CCAP welcomes higher credit cards' interest rate cap
The Credit Card Association of the Philippines (CCAP) on Monday said the latest decision of the Bangko Sentral ng Pilipinas (BSP) to hike the maximum finance charge on cardholder’s unpaid outstanding balance from 2 percent to 3 percent is a win-win situation for the industry and consumers, according to a report by Philippine News Agency.
“CCAP backs the BSP in pursing various options using monetary tools to help many Filipinos, particularly the micro, small and medium enterprises, cope with rising consumer prices, boost consumption and tourism, and ultimately aid in the country’s economic recovery,” CCAP said in a statement.
It explained that “with the pandemic spurring the rapid adoption of consumers of new virtual payment technologies, credit cards serve as an effective, safe, and convenient payment tool that drives and contributes to the overall digitalization goal of the country.”
“Market-driven rates will help, not only in boosting competition in the industry, but in accelerating financial inclusion and creating a cashless society – which are aligned with the BSP’s goals,” the CCAP statement read.
CCAP, which is composed of 17 credit card issuers, added that it “continues to support the BSP’s mandate of maintaining monetary stability and the overall soundness of the Philippine financial system.”
Despite the upward adjustment in the ceiling for unpaid credit card balance, the BSP, last week said it is maintaining the 1 percent cap on the monthly add-on rate charged on instalment loans as well as the PHP200 per transaction processing fee for the availment of credit card cash advances.
These changes, BSP Governor Felipe Medalla said, are in line with “developments in the macroeconomy and cushions the impact of inflationary pressure on banks’/credit card issuers’ ability to provide quality credit card services to their clients.”

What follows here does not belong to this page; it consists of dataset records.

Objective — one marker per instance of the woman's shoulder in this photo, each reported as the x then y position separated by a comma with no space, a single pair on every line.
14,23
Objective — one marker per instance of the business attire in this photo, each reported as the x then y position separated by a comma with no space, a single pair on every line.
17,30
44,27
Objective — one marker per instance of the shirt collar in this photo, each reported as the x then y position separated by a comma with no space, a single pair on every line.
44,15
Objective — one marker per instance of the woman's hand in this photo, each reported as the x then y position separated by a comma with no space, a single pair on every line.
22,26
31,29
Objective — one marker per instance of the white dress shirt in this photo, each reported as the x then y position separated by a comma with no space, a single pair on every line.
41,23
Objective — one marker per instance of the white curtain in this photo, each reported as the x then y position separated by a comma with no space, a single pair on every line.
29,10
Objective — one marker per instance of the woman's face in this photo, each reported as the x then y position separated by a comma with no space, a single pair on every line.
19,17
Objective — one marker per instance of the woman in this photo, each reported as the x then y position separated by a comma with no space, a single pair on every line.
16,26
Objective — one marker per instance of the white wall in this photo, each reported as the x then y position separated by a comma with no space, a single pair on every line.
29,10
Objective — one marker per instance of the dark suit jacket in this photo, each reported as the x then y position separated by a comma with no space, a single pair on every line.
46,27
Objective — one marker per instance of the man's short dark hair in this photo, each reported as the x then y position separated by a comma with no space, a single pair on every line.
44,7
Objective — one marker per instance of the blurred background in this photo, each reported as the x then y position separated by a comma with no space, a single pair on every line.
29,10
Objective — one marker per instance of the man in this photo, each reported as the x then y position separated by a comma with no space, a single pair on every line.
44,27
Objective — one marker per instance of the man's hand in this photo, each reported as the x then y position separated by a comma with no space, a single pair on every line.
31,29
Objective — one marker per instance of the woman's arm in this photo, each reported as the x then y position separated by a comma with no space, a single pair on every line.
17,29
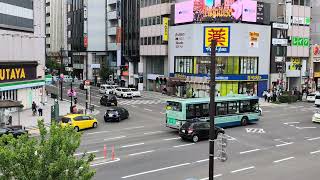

BSP, in November 2022, imposed the ceiling on the monthly interest rate on credit cards to lessen the impact of the pandemic on consumers and boost lending activities to help both the consumers and the industry.
It, however, said that with interest rates rising now as part of central banks’ response partly to the elevated inflation rates globally, it is necessary to also hike the interest rate ceiling to “help banks/credit card issuers cover higher costs related to the efficient handling of consumer transactions, including prompt and timely dispute resolution, as well as the retention of competent personnel”
“It will also make funding available for long-term investments that will institutionalize process improvements, strengthen cybersecurity and Information Technology systems, and nurture innovation in these financial institutions that will lead to better customer experience,” the BSP said.